EXTRATO DE ATA DA SESSÃO TELEPRESENCIAL DE 08/09/2021

Apelação Cível Nº 5050309-64.2019.4.04.7100/RS

RELATOR: Juiz Federal JULIO GUILHERME BEREZOSKI SCHATTSCHNEIDER

PRESIDENTE: Desembargadora Federal TAIS SCHILLING FERRAZ

PROCURADOR(A): CARLOS EDUARDO COPETTI LEITE

APELANTE: INSTITUTO NACIONAL DO SEGURO SOCIAL - INSS (EXEQUENTE)

APELANTE: HELENA BECON BORGES (EXECUTADO)

ADVOGADO: CLARISSE TERESINHA KOLLING (OAB RS085069)

APELADO: OS MESMOS

Certifico que este processo foi incluído na Pauta da Sessão Telepresencial do dia 08/09/2021, na sequência 862, disponibilizada no DE de 27/08/2021.

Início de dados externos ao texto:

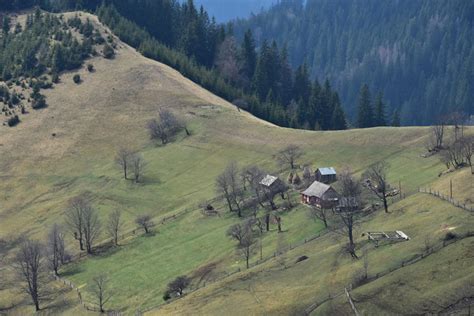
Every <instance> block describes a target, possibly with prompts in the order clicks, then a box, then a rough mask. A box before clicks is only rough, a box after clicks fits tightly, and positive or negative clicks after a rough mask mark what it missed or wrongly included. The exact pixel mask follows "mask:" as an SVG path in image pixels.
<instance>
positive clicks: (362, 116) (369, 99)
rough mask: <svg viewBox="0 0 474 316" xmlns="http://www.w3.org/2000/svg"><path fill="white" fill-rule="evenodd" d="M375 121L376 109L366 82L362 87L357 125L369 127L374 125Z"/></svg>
mask: <svg viewBox="0 0 474 316" xmlns="http://www.w3.org/2000/svg"><path fill="white" fill-rule="evenodd" d="M373 123H374V111H373V109H372V104H371V101H370V91H369V87H368V86H367V84H364V85H363V86H362V88H361V89H360V95H359V107H358V114H357V126H358V127H359V128H367V127H372V126H374V124H373Z"/></svg>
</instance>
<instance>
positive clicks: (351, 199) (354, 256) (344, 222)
mask: <svg viewBox="0 0 474 316" xmlns="http://www.w3.org/2000/svg"><path fill="white" fill-rule="evenodd" d="M339 182H340V184H341V200H342V199H346V200H347V201H348V202H347V203H345V204H346V207H345V208H344V209H343V210H340V211H339V216H340V218H341V220H342V223H343V227H344V230H345V233H346V234H347V237H348V239H349V244H348V247H347V250H348V251H349V253H350V254H351V256H352V257H353V258H358V257H357V255H356V253H355V242H354V224H355V217H356V216H357V215H358V213H359V212H360V209H361V208H362V199H361V192H362V191H361V185H360V181H359V180H357V179H355V178H354V176H353V175H352V173H351V172H350V171H349V170H344V171H343V172H342V173H341V175H340V176H339Z"/></svg>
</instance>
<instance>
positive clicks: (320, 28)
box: [233, 0, 474, 125]
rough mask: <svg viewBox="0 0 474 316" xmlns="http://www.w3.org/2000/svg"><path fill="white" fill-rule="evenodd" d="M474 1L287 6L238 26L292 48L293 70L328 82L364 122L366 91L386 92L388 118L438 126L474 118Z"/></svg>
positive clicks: (378, 2) (381, 1) (263, 37)
mask: <svg viewBox="0 0 474 316" xmlns="http://www.w3.org/2000/svg"><path fill="white" fill-rule="evenodd" d="M473 21H474V2H472V1H465V0H453V1H442V0H419V1H391V0H361V1H346V0H307V1H306V2H305V4H304V3H303V1H302V0H285V1H281V2H280V4H278V5H276V6H274V7H273V8H272V9H270V10H269V11H266V12H263V13H260V14H257V15H255V16H253V17H251V18H249V19H246V20H239V21H237V22H236V23H234V25H233V26H234V32H235V35H236V36H237V38H240V39H242V38H244V34H245V32H246V31H247V30H248V29H251V30H253V31H254V33H255V34H256V35H257V34H258V36H256V40H257V45H261V44H262V43H263V42H264V41H265V39H268V38H271V39H275V40H276V42H277V43H278V44H279V45H283V44H286V45H287V47H288V54H289V56H290V63H291V65H292V66H293V68H296V67H298V66H299V65H300V64H301V63H302V62H303V61H306V62H307V64H308V66H309V69H310V70H311V78H316V77H319V78H321V77H323V78H324V77H328V78H329V79H330V81H331V83H333V84H334V88H335V89H336V90H337V91H339V92H340V97H341V100H342V103H343V104H344V109H345V110H346V112H347V114H348V116H349V117H350V118H351V121H353V122H357V117H358V107H357V104H358V93H359V89H360V87H361V86H362V85H363V84H364V83H367V85H368V86H369V87H370V89H371V90H373V91H383V93H384V96H385V98H386V100H387V113H388V115H389V116H390V117H391V116H392V115H394V114H397V113H395V112H398V113H399V114H400V116H401V120H402V123H403V124H405V125H407V124H416V125H420V124H431V123H434V122H436V121H437V119H438V118H439V117H442V116H445V115H446V114H449V113H452V112H455V111H456V112H464V113H467V114H474V106H473V105H472V100H473V98H474V84H473V82H474V73H473V72H472V69H474V45H473V43H474V41H473V38H474V32H473V30H474V25H473Z"/></svg>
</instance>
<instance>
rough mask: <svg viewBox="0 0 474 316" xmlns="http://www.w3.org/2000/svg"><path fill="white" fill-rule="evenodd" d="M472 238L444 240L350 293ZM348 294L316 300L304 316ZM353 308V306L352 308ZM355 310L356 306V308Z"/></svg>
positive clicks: (305, 312) (365, 283) (469, 236)
mask: <svg viewBox="0 0 474 316" xmlns="http://www.w3.org/2000/svg"><path fill="white" fill-rule="evenodd" d="M470 237H474V231H471V232H467V233H466V234H463V235H460V236H457V237H456V238H453V239H448V240H446V239H445V240H443V241H442V242H440V243H438V244H437V245H436V246H432V247H430V248H429V249H427V250H425V251H424V252H422V253H421V254H418V255H415V256H413V257H412V258H410V259H407V260H403V261H402V262H401V263H400V264H398V265H397V266H395V267H392V268H390V269H388V270H386V271H382V272H379V273H377V274H375V275H372V276H370V277H367V278H366V279H365V280H363V282H360V283H359V284H358V285H355V286H353V285H352V284H351V285H350V286H349V289H348V291H351V290H353V289H356V288H358V287H361V286H363V285H366V284H368V283H370V282H373V281H375V280H377V279H380V278H382V277H384V276H386V275H388V274H390V273H392V272H394V271H396V270H399V269H401V268H404V267H407V266H409V265H412V264H415V263H417V262H419V261H421V260H423V259H424V258H426V257H428V256H430V255H432V254H434V253H437V252H438V251H440V250H442V249H444V248H445V247H448V246H449V245H452V244H454V243H456V242H458V241H461V240H464V239H466V238H470ZM344 294H346V289H344V291H342V292H339V293H338V294H336V295H331V294H329V296H328V297H325V298H323V299H319V300H316V301H315V302H314V303H313V304H311V305H310V306H308V307H307V308H306V309H305V310H304V314H305V315H310V314H311V313H312V312H314V311H315V310H316V309H317V308H318V307H320V306H321V305H323V304H325V303H327V302H329V301H331V300H333V299H335V298H337V297H340V296H342V295H344ZM351 308H352V306H351ZM354 308H355V306H354ZM353 311H354V313H356V310H354V309H353Z"/></svg>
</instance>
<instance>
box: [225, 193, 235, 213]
mask: <svg viewBox="0 0 474 316" xmlns="http://www.w3.org/2000/svg"><path fill="white" fill-rule="evenodd" d="M225 199H226V201H227V205H228V206H229V211H230V212H233V211H234V210H233V209H232V203H230V199H229V197H228V196H227V195H226V197H225Z"/></svg>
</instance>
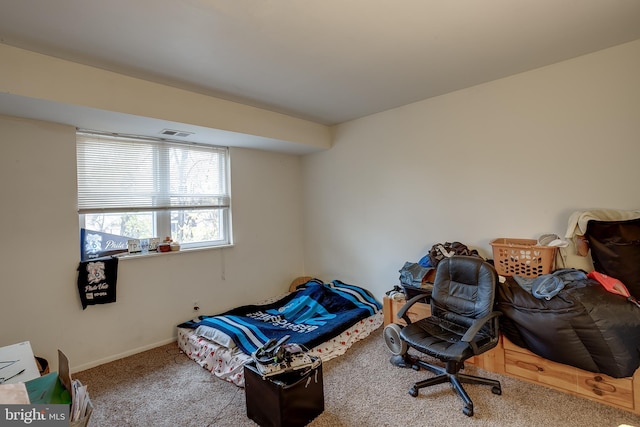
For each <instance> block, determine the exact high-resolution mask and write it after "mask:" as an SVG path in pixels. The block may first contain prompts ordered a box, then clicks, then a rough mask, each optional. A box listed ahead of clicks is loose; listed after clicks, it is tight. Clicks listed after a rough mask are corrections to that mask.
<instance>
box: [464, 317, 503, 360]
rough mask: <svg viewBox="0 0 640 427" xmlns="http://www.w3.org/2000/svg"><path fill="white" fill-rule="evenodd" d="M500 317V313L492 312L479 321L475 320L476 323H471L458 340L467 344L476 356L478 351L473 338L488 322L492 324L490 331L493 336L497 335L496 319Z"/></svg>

Certifico que a 6ª Turma, ao apreciar os autos do processo em epígrafe, proferiu a seguinte decisão:

A 6ª TURMA DECIDIU, POR UNANIMIDADE, DAR PROVIMENTO À APELAÇÃO DO INSS, E DAR PARCIAL PROVIMENTO À APELAÇÃO DA PARTE AUTORA.

RELATOR DO ACÓRDÃO: Juiz Federal JULIO GUILHERME BEREZOSKI SCHATTSCHNEIDER

Votante: Juiz Federal JULIO GUILHERME BEREZOSKI SCHATTSCHNEIDER

Votante: Desembargador Federal JOÃO BATISTA PINTO SILVEIRA

Votante: Desembargadora Federal TAIS SCHILLING FERRAZ

PAULO ROBERTO DO AMARAL NUNES

Secretário



Conferência de autenticidade emitida em 19/09/2021 04:01:21.